Queer Deferral of Arrival
Having left Iran in 2013, Mary Ana and Babak Salimizadeh arrived Sweden in 2015, as ICORN artists. In June, they organized a workshop in Berlin, inviting participants to think about, share and explore how video, photography, drawing, and writing can be means of reflection on coming from abroad and may be seen as important companions in their travels.

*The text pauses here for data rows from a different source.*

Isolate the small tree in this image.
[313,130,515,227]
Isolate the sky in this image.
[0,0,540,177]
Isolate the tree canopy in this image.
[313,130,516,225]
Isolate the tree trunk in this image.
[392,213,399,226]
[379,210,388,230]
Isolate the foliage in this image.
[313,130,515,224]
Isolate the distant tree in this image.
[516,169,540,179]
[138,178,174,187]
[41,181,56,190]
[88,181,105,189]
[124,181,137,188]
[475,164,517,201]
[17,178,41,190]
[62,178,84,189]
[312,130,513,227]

In order to initiate the process the presented two film-practices by Mary Ana to open a discussion about queer/feminist artistic strategies to multiply arts of the individuals or lives as an exercise of weaving networks in fictionalizing stories of the self and the others.
The Weavers
In The Weavers (10 min, December 2015) then living in Norrköping as a newcomer who is interested in film-making, Mary Ana tried to produce connections and networks between women on the basis of knitting activity.
Bisheh
In Bisheh (15min, March 2016) she continued her approach to produce connections, this time through the activity of correspondence, writing a letter to a friend who is far from you, thereby dealing with effects of distance and borders. We could call it a video-love letter. Three women are practicing with materials of their lives, as a practice of resistance, to get ready for the possible risks that may happen outside.
After a discussion about Mary Ana’s film-practices, Babak Salimizadeh presented his experiences and notes on queer art as a practice of freedom. He asks how artistic practices help us to understand how we affect and are affected by others. What are the ties that bind and unbind us?
In the second part of the workshop, they took the example of LGBTIQ refugees in UNHCR interviews, controlling sexuality at the borders, and norms of recognition under observation, and explored the questions: What experiences did you have with international organizations during your migration? To tell the truth about your desire as if you know the truth about yourself? What kind of narration and forms of self-evidence would one find? How did this influence the way we understand our desire? What kind of feelings produced therein? Did we feel safe? Feel bad? Getting ready for the interview, how to document and present our life? Feel stressed? How depression takes role, what images still remained there?
Babak says: In the asylum system, each person is considered as separated from the others and must take care of his/her own case and follow his/her own benefits, whereas each of them in their previous countries were not one, but many; i.e. members of a group or a community of friends. In the workshop we tried to go beyond those norms and invent another frame, other questions and answers –even laugh at them. Together the participants of the workshop prepared texts, circulated papers, images and gestures where while reinventing the interview.
Contrary to normal documentaries in which LGBTIQ refugees are allowed to talk about themselves (usually as victims), they tried to practice and talk as the other, or instead, discuss about the limits of that connection to the other. The participants to shared notes, drawing, videos or stories of life, arts of the closet, practices of minorities or individuals when they walked around the borders and boundaries of a queer travel.